President Donald Trump is once again grossly exaggerating the success of his efforts to deport members of the MS-13, a gang founded by El Salvadoran immigrants. This time he claims that his administration has removed “pretty much” half of the gang members. That’s impossible.
There are an estimated 10,000 MS-13 gang members in the U.S. – a number that has been fairly constant for years, dating to at least 2006. Half of 10,000 would be about 5,000. However, U.S. Immigration and Customs Enforcement says that the U.S. has deported 2,798 members of all gangs, not just MS-13, from Oct. 1, 2016, to June 4, 2017, which overlaps the Obama and Trump administrations.
The president made his remarks during a meeting with a group of people whose loved ones were killed by people living in the U.S. illegally.
Trump, June 28: MS-13 is a prime target. They are bad people. And we’ve gotten many of them out already. You know, we’re pretty much at the 50 percent mark. We’re getting them out as fast as we can get them out, and we’re freeing up towns. We’re actually liberating towns, if you can believe that we have to do that in the United States of America. But we’re doing it, and we’re doing it fast.
The Mara Salvatrucha, or MS-13, is a gang that was formed by El Salvadoran immigrants in Los Angeles in the 1980s. Trump has targeted its members as part of his efforts to deport people living illegally in the U.S. with criminal records. But the president repeatedly has overstated the impact of the administration’s crackdown on the MS-13 gang.
As we wrote last week, Trump falsely claimed at a June 21 rally in Iowa that his administration had deported MS-13 gang members “by the thousands.” Actually, the number is in the hundreds.
Let’s go through the facts again.
In April, Attorney General Jeff Sessions said that there are 10,000 MS-13 gang members in the United States. That number has been fairly constant for years, dating to at least 2006, even though more than 7,000 members of the gang have been arrested since fiscal year 2005 as part of “Operation Community Shield.”
For Trump to claim that half of the Ms-13 gang members have been deported would mean that his administration is responsible for about 5,000 removals of MS-13 members.
Here’s why that is not possible: Danielle Bennett, a spokeswoman for the U.S. Immigration and Customs Enforcement, told us in an email for our earlier story that so far in fiscal year 2017 — from Oct. 1, 2016, to June 4, 2017 — ICE has removed 2,798 gang members. That includes all gang members, not just MS-13 members. For perspective, the FBI says there are about 33,000 street gangs with about 1.4 million members.

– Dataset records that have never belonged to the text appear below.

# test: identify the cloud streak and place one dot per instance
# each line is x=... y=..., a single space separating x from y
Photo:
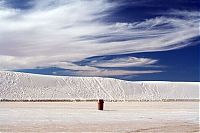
x=55 y=31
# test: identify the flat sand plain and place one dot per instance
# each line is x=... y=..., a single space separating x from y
x=177 y=117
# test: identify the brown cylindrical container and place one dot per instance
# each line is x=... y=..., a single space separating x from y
x=100 y=104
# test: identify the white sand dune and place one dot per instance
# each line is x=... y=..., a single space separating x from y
x=21 y=86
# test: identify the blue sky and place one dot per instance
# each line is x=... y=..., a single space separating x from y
x=126 y=39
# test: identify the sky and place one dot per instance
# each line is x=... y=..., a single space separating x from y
x=124 y=39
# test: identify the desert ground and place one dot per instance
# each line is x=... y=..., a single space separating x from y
x=123 y=117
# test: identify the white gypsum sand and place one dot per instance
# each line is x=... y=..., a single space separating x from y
x=21 y=86
x=179 y=117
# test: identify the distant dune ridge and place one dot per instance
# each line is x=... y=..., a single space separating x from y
x=22 y=86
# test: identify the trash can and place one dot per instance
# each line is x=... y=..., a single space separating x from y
x=100 y=104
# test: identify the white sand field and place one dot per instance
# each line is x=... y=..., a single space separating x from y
x=84 y=117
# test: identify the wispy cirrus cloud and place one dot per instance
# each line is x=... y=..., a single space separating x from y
x=59 y=32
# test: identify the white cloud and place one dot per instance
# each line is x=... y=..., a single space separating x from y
x=57 y=31
x=124 y=62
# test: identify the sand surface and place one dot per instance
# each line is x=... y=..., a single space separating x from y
x=84 y=117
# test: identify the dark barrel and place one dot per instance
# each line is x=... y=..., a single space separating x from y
x=100 y=104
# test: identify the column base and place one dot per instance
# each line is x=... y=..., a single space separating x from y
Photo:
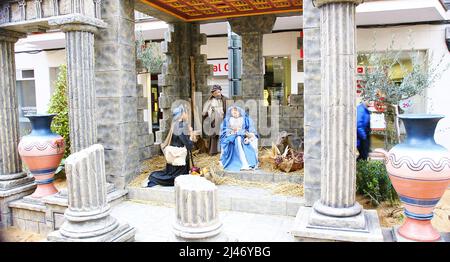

The White House declined to comment when we contacted them for our June 22 story about the MS-13 gang. It has not responded to our request for information this time.
However, the Washington Post Fact Checker on June 26 quoted White House spokesman Steven Cheung as saying the president was right to say “we are moving them out of the country by the thousands,” because Operation Community Shield has resulted in “more than 4,300 criminal arrests and nearly 3,000 civil immigration arrests of MS-13 leaders, members and associates.” But that’s the number of total arrests since fiscal year 2005. The vast majority of those arrests over the last 13 years had nothing to do with Trump.
As of June 4, ICE Homeland Security Investigations made 602 criminal arrests and 170 administrative immigration arrests of MS-13 gang members in FY2017, Angel Melendez, an ICE HSI special agent, told a House committee on June 20. The federal fiscal year begins Oct. 1, so those arrests were made under both the Obama and Trump administrations.
We do not know how many MS-13 gang members have been deported. Bennett, the ICE spokeswoman, told us last week, that ICE “does not track gang removals by specific gang.”
With his latest comments, Trump elevates this talking point from a falsehood to a whopper.